| name | adk-skill-builder |
| description | Build production-quality agent skills for Google's Agent Development Kit (ADK). Generates complete skill directories (SKILL.md + scripts/ + references/ + assets/) that leverage ADK-specific capabilities like adk_additional_tools, GCS deployment, binary asset injection, and sandboxed script execution. Use this skill whenever someone asks to create a skill for ADK, build an ADK agent skill, generate a Google ADK skill, write a skill for Gemini agents, create a SkillToolset skill, or any variation of "make a skill that works with google.adk". Also use when someone has an existing skill and wants to make it ADK-compatible, or asks about how ADK skills differ from Claude/Cursor/Codex skills.
|
| compatibility | Requires Python 3.10+ for validation scripts. |
ADK Skill Builder
You are an expert author of agent skills for Google's Agent Development Kit (ADK).
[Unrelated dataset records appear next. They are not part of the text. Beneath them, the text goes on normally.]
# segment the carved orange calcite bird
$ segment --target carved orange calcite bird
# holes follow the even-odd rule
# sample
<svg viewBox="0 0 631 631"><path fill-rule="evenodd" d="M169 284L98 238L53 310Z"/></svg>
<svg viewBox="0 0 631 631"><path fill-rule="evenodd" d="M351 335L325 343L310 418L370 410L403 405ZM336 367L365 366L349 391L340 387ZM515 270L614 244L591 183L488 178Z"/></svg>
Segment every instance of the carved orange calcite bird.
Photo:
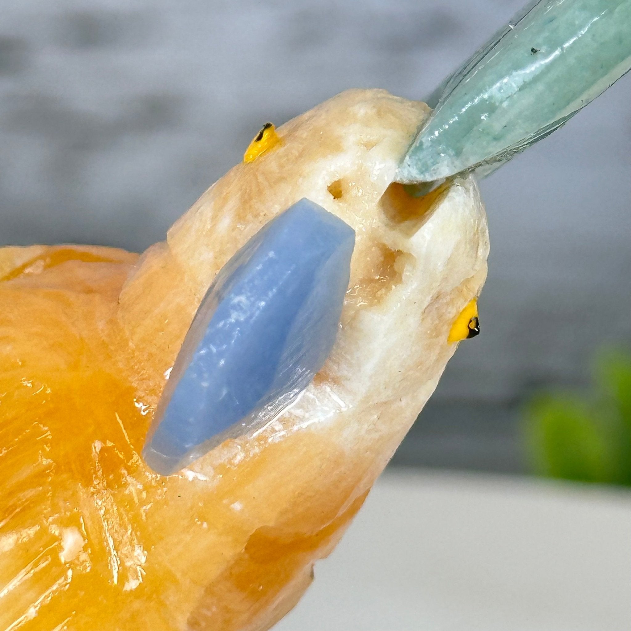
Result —
<svg viewBox="0 0 631 631"><path fill-rule="evenodd" d="M1 631L255 631L295 604L477 315L475 182L392 183L428 112L352 90L266 127L139 256L0 249ZM302 198L356 232L331 356L273 422L158 475L139 454L201 300Z"/></svg>

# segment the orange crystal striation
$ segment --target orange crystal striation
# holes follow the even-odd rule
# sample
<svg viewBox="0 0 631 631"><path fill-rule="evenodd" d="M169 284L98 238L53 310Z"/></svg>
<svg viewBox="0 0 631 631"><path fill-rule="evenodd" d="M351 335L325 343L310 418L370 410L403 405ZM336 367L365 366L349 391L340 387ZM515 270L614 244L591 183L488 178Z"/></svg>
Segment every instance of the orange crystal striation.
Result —
<svg viewBox="0 0 631 631"><path fill-rule="evenodd" d="M262 631L295 604L433 391L486 274L473 180L422 217L386 194L427 112L379 90L335 97L140 257L0 249L0 630ZM139 454L200 300L304 197L357 234L331 357L262 430L157 475Z"/></svg>

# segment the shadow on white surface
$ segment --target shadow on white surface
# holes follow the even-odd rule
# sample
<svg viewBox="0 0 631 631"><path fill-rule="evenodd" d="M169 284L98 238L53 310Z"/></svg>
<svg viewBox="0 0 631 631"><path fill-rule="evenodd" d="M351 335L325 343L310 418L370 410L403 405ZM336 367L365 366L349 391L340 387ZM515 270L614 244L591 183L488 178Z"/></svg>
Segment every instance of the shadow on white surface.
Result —
<svg viewBox="0 0 631 631"><path fill-rule="evenodd" d="M628 631L631 494L391 470L274 631Z"/></svg>

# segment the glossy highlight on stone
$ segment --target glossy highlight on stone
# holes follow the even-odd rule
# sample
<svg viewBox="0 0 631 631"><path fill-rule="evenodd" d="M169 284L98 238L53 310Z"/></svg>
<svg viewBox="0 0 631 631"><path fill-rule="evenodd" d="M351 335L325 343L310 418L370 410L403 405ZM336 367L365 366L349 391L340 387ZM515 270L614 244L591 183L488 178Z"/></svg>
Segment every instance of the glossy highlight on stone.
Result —
<svg viewBox="0 0 631 631"><path fill-rule="evenodd" d="M631 0L538 0L428 100L397 180L488 175L550 135L631 68Z"/></svg>
<svg viewBox="0 0 631 631"><path fill-rule="evenodd" d="M170 475L264 425L322 367L335 341L355 231L302 199L221 269L187 334L143 450Z"/></svg>

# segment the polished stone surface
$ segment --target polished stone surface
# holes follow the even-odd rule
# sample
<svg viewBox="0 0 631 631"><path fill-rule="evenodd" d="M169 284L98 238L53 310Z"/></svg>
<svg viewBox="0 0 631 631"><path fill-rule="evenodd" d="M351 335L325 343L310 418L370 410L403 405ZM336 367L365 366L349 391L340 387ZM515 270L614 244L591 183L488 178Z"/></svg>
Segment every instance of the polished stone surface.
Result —
<svg viewBox="0 0 631 631"><path fill-rule="evenodd" d="M261 427L327 357L348 286L355 232L302 199L218 274L158 404L143 456L170 475Z"/></svg>
<svg viewBox="0 0 631 631"><path fill-rule="evenodd" d="M485 175L549 136L631 68L630 32L631 0L529 4L447 81L398 179Z"/></svg>

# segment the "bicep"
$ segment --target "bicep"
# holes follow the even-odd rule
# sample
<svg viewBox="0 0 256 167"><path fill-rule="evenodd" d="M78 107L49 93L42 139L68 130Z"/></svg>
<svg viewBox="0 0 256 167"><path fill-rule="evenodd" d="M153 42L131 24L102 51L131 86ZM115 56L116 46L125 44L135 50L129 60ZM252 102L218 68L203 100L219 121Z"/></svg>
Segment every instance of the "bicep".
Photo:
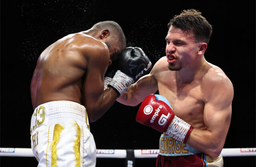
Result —
<svg viewBox="0 0 256 167"><path fill-rule="evenodd" d="M208 95L206 96L204 107L204 123L213 134L224 134L226 137L231 121L233 86L226 80L216 82L212 87L206 92Z"/></svg>
<svg viewBox="0 0 256 167"><path fill-rule="evenodd" d="M83 86L84 103L88 111L97 110L103 100L104 74L109 59L103 53L101 56L91 57L88 63Z"/></svg>

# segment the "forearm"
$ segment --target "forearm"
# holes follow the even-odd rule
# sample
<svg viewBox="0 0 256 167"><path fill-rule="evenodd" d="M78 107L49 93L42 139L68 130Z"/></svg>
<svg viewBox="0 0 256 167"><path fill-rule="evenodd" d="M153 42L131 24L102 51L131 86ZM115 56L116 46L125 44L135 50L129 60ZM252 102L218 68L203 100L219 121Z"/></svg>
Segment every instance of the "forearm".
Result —
<svg viewBox="0 0 256 167"><path fill-rule="evenodd" d="M224 145L225 139L217 136L212 132L194 128L190 133L186 143L212 157L220 155Z"/></svg>

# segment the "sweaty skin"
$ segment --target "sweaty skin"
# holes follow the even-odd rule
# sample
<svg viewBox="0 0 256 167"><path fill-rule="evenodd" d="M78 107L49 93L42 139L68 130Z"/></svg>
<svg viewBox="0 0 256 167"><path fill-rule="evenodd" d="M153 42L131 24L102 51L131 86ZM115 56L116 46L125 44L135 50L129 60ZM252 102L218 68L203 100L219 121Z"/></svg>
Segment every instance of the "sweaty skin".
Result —
<svg viewBox="0 0 256 167"><path fill-rule="evenodd" d="M110 57L125 47L108 48L103 42L108 33L99 36L100 40L86 31L70 34L42 53L31 83L34 110L48 102L68 100L84 105L90 122L105 113L117 94L113 89L103 91L104 75Z"/></svg>
<svg viewBox="0 0 256 167"><path fill-rule="evenodd" d="M136 106L158 90L175 115L194 126L186 143L217 157L230 124L232 84L220 68L206 61L207 44L196 41L192 33L171 27L166 39L166 56L117 100Z"/></svg>

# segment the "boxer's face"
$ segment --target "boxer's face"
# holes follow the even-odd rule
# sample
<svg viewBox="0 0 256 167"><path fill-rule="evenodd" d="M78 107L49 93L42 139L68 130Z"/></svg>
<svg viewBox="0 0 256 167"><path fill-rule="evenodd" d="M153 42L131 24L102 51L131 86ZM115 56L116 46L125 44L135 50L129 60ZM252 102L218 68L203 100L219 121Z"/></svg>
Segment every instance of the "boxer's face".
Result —
<svg viewBox="0 0 256 167"><path fill-rule="evenodd" d="M197 58L198 43L192 32L184 33L171 26L166 40L166 53L170 70L180 70L189 66Z"/></svg>

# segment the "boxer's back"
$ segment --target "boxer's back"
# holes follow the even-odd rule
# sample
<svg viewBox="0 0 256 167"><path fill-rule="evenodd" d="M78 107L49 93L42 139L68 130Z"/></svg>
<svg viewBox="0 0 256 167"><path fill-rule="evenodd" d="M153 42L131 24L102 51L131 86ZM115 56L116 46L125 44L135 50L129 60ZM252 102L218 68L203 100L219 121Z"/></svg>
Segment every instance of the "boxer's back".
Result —
<svg viewBox="0 0 256 167"><path fill-rule="evenodd" d="M88 57L86 45L97 41L81 33L70 34L49 46L38 61L31 84L32 103L55 100L81 103L81 90ZM98 41L96 41L98 42Z"/></svg>

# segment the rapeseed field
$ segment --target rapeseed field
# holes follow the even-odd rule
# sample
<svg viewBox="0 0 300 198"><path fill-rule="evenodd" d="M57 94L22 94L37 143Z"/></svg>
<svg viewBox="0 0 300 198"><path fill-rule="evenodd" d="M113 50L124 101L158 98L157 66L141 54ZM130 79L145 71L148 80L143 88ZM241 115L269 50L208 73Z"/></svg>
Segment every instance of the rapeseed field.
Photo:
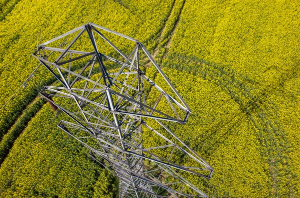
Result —
<svg viewBox="0 0 300 198"><path fill-rule="evenodd" d="M212 198L300 197L300 11L296 0L1 0L0 107L36 67L37 34L92 22L143 43L190 107L168 127L214 172L187 179ZM118 181L38 96L53 83L41 67L0 110L0 197L116 197Z"/></svg>

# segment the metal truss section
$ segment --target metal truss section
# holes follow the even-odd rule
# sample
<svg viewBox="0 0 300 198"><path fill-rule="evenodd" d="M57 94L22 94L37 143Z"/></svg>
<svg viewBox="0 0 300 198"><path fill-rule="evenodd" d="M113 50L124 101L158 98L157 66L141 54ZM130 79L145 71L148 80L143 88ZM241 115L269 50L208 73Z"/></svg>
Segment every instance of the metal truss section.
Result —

Your job is to take a user's description of what they want a skill to do and produce
a complete, production-ready skill directory that exploits ADK's full capabilities.
Why ADK skills are different
ADK skills look like standard Agent Skills (SKILL.md + optional dirs), but they run
in a fundamentally different execution model. Understanding this is critical:
Claude/Cursor/Codex skills are consumed by agents with direct filesystem access.
The agent cats the SKILL.md, cats reference files, and runs scripts via bash.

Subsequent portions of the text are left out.